Adobe Bridge can be used to arrange your video resources in a storyboard fashion. This may be especially useful to you if your video editing programs lacks a storyboard capability. (A storyboard is a window where you can arrange the thumbnails of your images and clips in the order you wish them to play in your movie. Storyboards are useful for experimenting with how you want to tell your story with the visuals on hand.) If your video editor does not have a storyboard, here’s how to use Adobe Bridge for the same purpose:
In Adobe Bridge, open your movie resource folder. Inside that folder, drag and drop the images in the order you wish them to play in your movie. Then, under he Tools menu select “batch rename.” Check the “copy to other” button, and navigate to a folder you have already created, or make a new folder by clicking the “Make a New Folder” button. Why copy the renamed files to a another folder? Because you may wish to preserve the original file names, and you also may wish to have those names available in case anything goes wrong in the renaming.) Next, under the New Filenames heading select “Sequence Number.” In the box just to the right of that, type 01 or 001, depending upon whether you have fewer than 100 files in the folder, or more than 100. This will set the first number in the sequence. Finally, press the “rename” button. Now all the files in that other folder that you designated will be named sequentially, in the order you wish them to play in your movie. When you import those sequentially renamed files into a video editor they will automatically deploy on the timeline in the order you arranged them in your makeshift storyboard in Adobe Bridge.

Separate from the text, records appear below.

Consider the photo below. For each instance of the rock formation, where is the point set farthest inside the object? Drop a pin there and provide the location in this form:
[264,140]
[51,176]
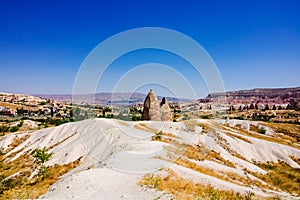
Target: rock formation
[151,109]
[154,111]
[166,114]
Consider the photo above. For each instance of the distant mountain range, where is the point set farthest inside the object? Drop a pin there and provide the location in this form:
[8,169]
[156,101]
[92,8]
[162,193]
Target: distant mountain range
[261,93]
[107,98]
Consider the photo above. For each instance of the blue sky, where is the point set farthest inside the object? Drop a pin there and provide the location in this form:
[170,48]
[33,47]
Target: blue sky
[43,43]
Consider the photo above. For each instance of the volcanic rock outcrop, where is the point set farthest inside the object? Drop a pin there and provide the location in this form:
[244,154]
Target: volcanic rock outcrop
[154,111]
[166,114]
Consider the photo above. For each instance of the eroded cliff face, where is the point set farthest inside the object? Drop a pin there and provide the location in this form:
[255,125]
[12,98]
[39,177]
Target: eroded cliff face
[165,110]
[154,111]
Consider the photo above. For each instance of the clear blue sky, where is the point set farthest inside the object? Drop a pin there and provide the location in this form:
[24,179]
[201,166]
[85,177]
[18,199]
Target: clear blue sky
[43,43]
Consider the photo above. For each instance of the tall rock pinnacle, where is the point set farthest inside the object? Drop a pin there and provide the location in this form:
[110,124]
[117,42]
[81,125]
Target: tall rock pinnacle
[165,110]
[151,109]
[154,111]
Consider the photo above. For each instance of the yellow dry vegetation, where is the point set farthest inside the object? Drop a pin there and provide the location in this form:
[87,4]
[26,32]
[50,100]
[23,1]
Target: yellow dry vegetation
[282,176]
[16,184]
[261,136]
[184,189]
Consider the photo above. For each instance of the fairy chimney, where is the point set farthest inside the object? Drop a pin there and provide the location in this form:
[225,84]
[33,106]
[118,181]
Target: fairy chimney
[154,111]
[165,110]
[151,109]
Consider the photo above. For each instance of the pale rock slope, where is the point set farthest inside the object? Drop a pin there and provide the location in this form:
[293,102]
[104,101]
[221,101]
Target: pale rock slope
[114,155]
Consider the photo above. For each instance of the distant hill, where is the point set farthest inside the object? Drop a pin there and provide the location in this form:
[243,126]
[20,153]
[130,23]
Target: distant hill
[107,98]
[264,93]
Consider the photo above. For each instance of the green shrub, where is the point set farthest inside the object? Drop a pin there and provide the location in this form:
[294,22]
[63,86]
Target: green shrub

Adobe Bridge is also useful for logging your video resources. Professional film makers log their video clips and still images, entering EXIF information into them, including tags, that is, internet keywords, which remain embedded in those files at the metadata level. This makes these files easy to find by search strings; and finding what you want in a growing library of images and video clips is crucially important for efficient production.
In Adobe Bridge, here’s how you edit the metadata of images and video clips:
Put all your video resources into the same folder. You might like to name that folder with a project name for your video. In Adobe Bridge, open that folder. You will see the thumbnails of images and clips in the folder window. The clips will not play, but if you have previously played a clip with another application you will no doubt be able to identify what the clip contains by the one frame thumbnail representing the clip. To edit the tags or other EXIF information of either an image or a clip, select it with you cursor and then under File menu select “File Info.” This brings up several tabs for editing various categories of information. Under the Description tab in the Keywords window, enter your tags. Tags are keywords that enable internet surfers to find your material, but they will also enable you to find your own material, stored on your own computer. Under the IPTC tab you may wish to enter other important information about your image or clip. IPTC stands for International Press Telecommunications Council. Professional journalists use IPTC data to make their material more visible to search engines. You might want to fill in the IPTC data for that purpose, or whatever other purpose you might have.